Em segundo lugar, disse Mariana Mortágua, o movimento advertiu que privatizar a TAP atualmente seria “um erro”, uma vez que a companhia aérea “está a dar lucros, está a recuperar e está a recuperar porque teve um apoio do Estado importante”.

“Esses resultados não devem reverter para um privado que pode pôr em causa o ‘hub’”, sublinhou.

Por último, a coordenadora do BE destacou a “importância estratégica da TAP”, que não se prende “apenas com o aeroporto e o ‘hub’”, mas também com o facto de a companhia aérea pagar Segurança Social e impostos em Portugal, e fazer compras e servir fornecedores no país.

“Não tenham nenhuma dúvida que isso não acontece com a Ryanair, com a easyJet: os números estão cá para o demonstrar”, disse.

A coordenadora do BE salientou assim que “essa é a importância estratégica da TAP, que é proporcional ao erro que seria privatizá-la, ainda para mais nestas circunstâncias em que o seu valor pode estar fragilizado”.

“Foi esse o compromisso que assumimos: de sindicância, de transparência, de vigilância sobre o Governo e também dar voz às preocupações deste movimento”, disse.

Em declarações aos jornalistas após a reunião, o cineasta António-Pedro Vasconcelos, em representação do movimento, sublinhou que é necessário “travar o processo” de privatização da TAP.

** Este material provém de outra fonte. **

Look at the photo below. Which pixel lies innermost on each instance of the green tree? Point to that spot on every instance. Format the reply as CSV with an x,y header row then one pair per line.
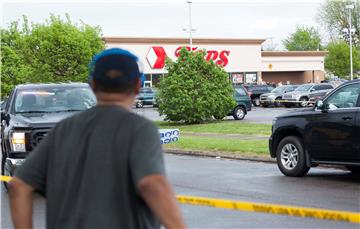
x,y
304,39
194,90
55,51
334,16
337,61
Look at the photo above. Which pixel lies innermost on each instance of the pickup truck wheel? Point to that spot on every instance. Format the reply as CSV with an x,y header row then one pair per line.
x,y
354,169
239,113
303,102
256,101
290,157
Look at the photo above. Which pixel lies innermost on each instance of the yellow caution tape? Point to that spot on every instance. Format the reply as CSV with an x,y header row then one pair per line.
x,y
285,101
5,178
351,217
325,214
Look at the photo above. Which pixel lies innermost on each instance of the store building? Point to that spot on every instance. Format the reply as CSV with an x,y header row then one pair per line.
x,y
243,59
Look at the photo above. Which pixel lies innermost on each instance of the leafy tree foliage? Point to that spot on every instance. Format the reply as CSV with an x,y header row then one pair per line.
x,y
334,16
338,61
55,51
304,39
194,90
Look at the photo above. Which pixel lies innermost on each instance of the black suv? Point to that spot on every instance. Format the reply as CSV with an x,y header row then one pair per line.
x,y
29,113
328,133
255,91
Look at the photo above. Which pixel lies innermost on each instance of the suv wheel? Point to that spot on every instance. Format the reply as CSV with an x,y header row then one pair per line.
x,y
303,102
354,169
277,102
3,170
139,104
239,113
290,157
256,101
218,117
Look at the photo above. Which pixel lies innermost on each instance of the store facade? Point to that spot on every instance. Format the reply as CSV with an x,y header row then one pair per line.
x,y
241,58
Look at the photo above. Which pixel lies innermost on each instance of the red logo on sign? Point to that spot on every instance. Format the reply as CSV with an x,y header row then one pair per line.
x,y
156,57
219,58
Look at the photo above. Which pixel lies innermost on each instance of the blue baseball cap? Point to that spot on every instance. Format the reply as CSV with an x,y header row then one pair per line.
x,y
114,66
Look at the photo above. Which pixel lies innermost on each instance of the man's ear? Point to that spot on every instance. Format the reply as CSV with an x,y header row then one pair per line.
x,y
92,85
138,86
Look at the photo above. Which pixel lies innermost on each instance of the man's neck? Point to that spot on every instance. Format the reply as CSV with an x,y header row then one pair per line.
x,y
123,100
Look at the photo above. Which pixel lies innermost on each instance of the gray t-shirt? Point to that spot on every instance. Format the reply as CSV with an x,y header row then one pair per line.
x,y
88,168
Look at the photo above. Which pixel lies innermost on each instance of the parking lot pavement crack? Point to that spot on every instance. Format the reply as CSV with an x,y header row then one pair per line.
x,y
226,136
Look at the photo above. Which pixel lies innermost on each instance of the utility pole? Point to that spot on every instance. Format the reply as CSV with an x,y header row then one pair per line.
x,y
190,26
350,7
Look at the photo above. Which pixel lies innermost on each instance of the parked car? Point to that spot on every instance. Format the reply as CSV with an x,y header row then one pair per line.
x,y
256,90
301,95
146,96
328,133
275,96
31,111
315,96
243,103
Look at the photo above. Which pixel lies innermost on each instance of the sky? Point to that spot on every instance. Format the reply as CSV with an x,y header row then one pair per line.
x,y
272,20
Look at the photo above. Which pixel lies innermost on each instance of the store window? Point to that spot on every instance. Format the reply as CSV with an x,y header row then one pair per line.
x,y
250,77
237,77
148,77
156,79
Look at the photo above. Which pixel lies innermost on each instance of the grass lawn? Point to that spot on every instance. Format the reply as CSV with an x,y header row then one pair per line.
x,y
259,147
221,127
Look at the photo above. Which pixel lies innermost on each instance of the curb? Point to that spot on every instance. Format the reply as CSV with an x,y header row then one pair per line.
x,y
220,155
225,155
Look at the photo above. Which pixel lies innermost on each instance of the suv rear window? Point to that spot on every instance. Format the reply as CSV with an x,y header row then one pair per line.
x,y
240,91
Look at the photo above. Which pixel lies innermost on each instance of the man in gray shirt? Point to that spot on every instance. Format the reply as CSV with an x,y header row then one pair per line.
x,y
102,168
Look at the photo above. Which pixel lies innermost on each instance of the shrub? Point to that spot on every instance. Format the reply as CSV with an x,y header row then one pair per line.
x,y
194,90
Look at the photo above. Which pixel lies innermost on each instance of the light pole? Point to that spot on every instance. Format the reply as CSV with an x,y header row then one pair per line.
x,y
190,25
350,7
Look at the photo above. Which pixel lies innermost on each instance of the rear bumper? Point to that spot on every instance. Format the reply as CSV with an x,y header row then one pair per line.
x,y
12,163
272,153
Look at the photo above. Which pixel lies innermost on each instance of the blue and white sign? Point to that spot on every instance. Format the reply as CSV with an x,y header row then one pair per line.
x,y
169,135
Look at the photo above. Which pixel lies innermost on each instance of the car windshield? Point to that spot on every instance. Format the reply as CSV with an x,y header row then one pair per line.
x,y
146,91
303,88
54,99
280,89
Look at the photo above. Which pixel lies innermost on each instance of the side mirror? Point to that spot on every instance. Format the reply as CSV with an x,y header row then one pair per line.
x,y
319,104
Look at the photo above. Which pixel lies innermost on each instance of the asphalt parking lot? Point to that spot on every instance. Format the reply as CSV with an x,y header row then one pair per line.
x,y
245,181
257,114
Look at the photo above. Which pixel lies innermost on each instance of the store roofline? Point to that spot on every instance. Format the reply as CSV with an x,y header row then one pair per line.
x,y
161,40
292,53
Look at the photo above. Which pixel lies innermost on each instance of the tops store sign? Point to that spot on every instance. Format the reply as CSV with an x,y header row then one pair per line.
x,y
156,56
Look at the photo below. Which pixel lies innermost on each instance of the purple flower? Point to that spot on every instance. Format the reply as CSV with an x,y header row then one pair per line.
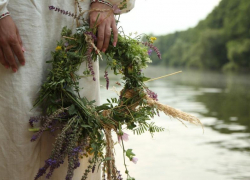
x,y
90,63
91,34
152,94
134,160
107,79
123,137
51,7
153,48
150,52
66,44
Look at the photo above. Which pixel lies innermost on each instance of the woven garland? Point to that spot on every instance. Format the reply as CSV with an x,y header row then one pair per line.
x,y
85,129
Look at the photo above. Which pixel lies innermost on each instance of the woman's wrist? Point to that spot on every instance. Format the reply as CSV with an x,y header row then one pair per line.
x,y
4,15
103,2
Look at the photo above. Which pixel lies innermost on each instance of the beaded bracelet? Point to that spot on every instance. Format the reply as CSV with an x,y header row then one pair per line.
x,y
102,1
4,15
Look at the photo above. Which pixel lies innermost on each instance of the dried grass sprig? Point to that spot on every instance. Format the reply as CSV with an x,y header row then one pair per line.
x,y
172,112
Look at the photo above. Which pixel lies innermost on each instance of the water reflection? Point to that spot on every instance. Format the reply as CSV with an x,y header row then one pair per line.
x,y
222,102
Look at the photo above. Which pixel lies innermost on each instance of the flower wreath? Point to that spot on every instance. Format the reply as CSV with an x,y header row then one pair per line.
x,y
84,128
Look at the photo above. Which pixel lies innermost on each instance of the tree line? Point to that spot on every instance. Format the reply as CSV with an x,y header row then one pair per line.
x,y
220,42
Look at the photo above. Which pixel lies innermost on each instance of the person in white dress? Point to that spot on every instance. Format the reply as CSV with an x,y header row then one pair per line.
x,y
29,31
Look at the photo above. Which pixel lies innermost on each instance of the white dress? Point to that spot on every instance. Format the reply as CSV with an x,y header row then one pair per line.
x,y
40,30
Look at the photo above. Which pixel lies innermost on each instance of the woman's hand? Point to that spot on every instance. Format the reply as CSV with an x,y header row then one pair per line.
x,y
106,22
10,44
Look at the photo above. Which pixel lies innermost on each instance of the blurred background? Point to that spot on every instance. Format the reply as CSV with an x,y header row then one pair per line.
x,y
209,40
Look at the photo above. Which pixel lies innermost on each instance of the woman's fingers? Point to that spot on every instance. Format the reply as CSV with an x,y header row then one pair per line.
x,y
10,44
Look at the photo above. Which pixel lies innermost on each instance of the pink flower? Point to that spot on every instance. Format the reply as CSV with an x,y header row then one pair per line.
x,y
116,10
134,160
124,137
23,49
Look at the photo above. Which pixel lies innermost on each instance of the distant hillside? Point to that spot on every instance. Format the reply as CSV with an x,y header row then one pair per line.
x,y
221,41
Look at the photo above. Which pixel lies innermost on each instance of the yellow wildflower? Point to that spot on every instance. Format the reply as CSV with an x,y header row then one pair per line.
x,y
58,48
152,39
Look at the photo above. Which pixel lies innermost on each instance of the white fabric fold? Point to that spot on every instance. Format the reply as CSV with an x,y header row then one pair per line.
x,y
40,29
3,6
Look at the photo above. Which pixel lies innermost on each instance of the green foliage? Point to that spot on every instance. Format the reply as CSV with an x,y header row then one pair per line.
x,y
221,41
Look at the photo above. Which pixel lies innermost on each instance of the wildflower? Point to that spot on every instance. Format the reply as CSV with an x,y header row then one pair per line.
x,y
134,160
116,9
123,136
58,48
154,48
150,52
66,44
152,94
107,79
152,39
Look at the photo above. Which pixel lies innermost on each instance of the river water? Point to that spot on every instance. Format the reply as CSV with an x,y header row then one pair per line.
x,y
222,152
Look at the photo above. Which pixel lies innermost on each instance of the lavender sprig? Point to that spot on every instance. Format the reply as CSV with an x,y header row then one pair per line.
x,y
90,64
107,79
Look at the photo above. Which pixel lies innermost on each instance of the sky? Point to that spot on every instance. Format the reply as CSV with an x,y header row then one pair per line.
x,y
162,17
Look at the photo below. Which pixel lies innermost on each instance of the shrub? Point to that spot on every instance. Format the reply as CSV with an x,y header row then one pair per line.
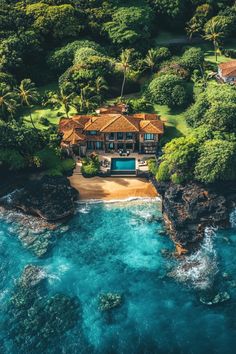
x,y
139,105
90,166
12,159
163,172
192,58
44,121
152,166
167,90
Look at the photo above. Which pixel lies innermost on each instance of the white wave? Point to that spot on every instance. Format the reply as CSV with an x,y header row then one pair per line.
x,y
199,268
129,199
8,197
232,219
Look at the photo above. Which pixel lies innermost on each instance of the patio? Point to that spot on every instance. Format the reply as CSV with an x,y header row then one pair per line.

“Nós consideramos que a TAP é uma empresa absolutamente fundamental para Portugal e não só por razões sentimentais nem patrióticas: é por razões econômicas, de soberania, nós já perdemos todas as nossas empresas estratégicas. (…) Resta-nos a TAP”, disse.

O cineasta disse que o movimento já pediu reuniões com o Presidente da República, o primeiro-ministro e partidos com assento parlamentar, e manifestou esperança que de vir a ser chamado para ser ouvido na comissão de inquérito à TAP.